To prove Claim (1), we say that a convex body is thick if each of its three projections contains the origin. We claim that one of the two bodies \(\displaystyle X\), \(\displaystyle Y\) is thick. This is a short casework on the 8 points of \(\displaystyle \overline{P}\). Since \(\displaystyle |\overline{P} \cap (X\cup Y)|\ge 5\), by pigeonhole principle, we find a pair of points in \(\displaystyle \overline{P} \cap (X\cup Y)\) symmetric about the origin. If both points belong to one body (say to \(\displaystyle X\)), then by convexity of \(\displaystyle X\) the origin belongs to \(\displaystyle X\), thus \(\displaystyle X\) is thick. Otherwise, label \(\displaystyle \overline{P}\) as \(\displaystyle ABCDA'B'C'D'\). Wlog \(\displaystyle A\in X\), \(\displaystyle C'\in Y\) is the pair of points in \(\displaystyle \overline{P}\) symmetric about the origin. Wlog at least 3 points of \(\displaystyle \overline{P}\) belong to \(\displaystyle X\). Since \(\displaystyle X\), \(\displaystyle Y\) have disjoint projections, we have \(\displaystyle C,B',D'\not\in X\), so wlog \(\displaystyle B,D\in X\). Then \(\displaystyle Y\) can contain no other point of \(\displaystyle \overline{P}\) (apart from \(\displaystyle C'\)), so \(\displaystyle X\) must contain at least 4 points of \(\displaystyle \overline{P}\) and thus \(\displaystyle A'\in X\). But then each projection of \(\displaystyle X\) contains the origin, so \(\displaystyle X\) is indeed thick.

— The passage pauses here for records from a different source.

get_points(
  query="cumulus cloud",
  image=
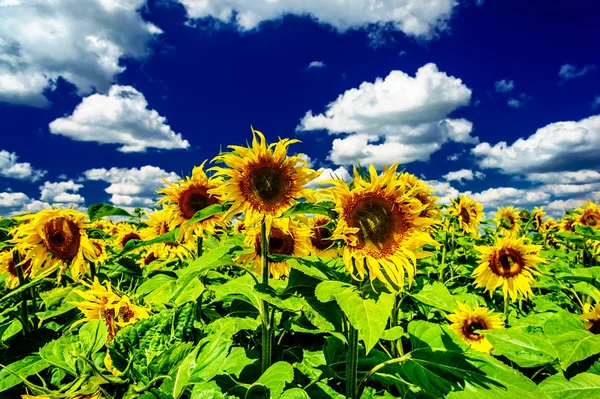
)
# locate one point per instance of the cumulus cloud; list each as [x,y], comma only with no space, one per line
[120,117]
[399,118]
[570,71]
[560,146]
[134,187]
[421,18]
[504,85]
[316,65]
[42,40]
[9,167]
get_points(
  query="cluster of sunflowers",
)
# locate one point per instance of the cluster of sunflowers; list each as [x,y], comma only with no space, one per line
[380,225]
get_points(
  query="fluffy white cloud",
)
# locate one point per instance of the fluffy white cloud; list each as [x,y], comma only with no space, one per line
[316,65]
[120,117]
[409,114]
[133,187]
[504,85]
[61,192]
[570,71]
[463,174]
[9,167]
[558,146]
[41,40]
[420,18]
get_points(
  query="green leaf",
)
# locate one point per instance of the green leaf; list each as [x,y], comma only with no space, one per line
[581,386]
[24,368]
[99,210]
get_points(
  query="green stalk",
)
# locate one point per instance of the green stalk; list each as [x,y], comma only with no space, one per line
[267,330]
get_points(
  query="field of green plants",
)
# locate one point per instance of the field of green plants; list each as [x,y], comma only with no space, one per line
[249,281]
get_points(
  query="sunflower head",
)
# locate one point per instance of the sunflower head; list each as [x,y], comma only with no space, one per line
[510,264]
[470,324]
[261,180]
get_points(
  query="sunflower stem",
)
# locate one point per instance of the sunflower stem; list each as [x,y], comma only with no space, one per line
[267,330]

Note that if \(\displaystyle X\) is thick then none of the three projections of \(\displaystyle Y\) contains the origin. Consider the reflection \(\displaystyle Y'=-Y\) of \(\displaystyle Y\) about the origin. Then \(\displaystyle (Y,Y')\) is an admissible pair with the same volume as \(\displaystyle (X,Y)\): the two bodies \(\displaystyle Y\) and \(\displaystyle Y'\) clearly have equal volumes \(\displaystyle V\) and they have disjoint projections (by convexity, since the projections of \(\displaystyle Y\) miss the origin). This proves Claim (1).

Claim (2) follows from a similar small casework on the 8-tuple \(\displaystyle \overline{P}\): For contradiction, suppose \(\displaystyle |\overline{P}\cap Y'|=|\overline{P}\cap Y|\ge 3\). Wlog \(\displaystyle A\in Y'\). Then \(\displaystyle C'\in Y\), so \(\displaystyle C,B',D'\not\in Y'\), so wlog \(\displaystyle B,D\in Y'\). Then \(\displaystyle B',D'\in Y\), a contradiction with \(\displaystyle (Y,Y')\) being admissible.

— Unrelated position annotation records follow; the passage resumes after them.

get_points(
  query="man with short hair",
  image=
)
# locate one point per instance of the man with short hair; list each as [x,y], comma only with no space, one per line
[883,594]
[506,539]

There are more examples with \(\displaystyle V\to1/4\), e.g. \(\displaystyle X\) a union of two triangular pyramids with base \(\displaystyle ACD'\) – one with apex \(\displaystyle D\), one with apex at the origin (and \(\displaystyle Y\) symmetric with \(\displaystyle X\) about the origin).

The word ``convex'' matters. E.g., in a \(\displaystyle 3\times 3\times 3\) cube, one can set \(\displaystyle X\) to be a \(\displaystyle 2\times 2\times 2\) sub-cube, and \(\displaystyle Y\) to be the (non-convex) 3D L-shape consisting of 7 unit cubes. This shows that without convexity we have \(\displaystyle V\ge 7/27>1/4\).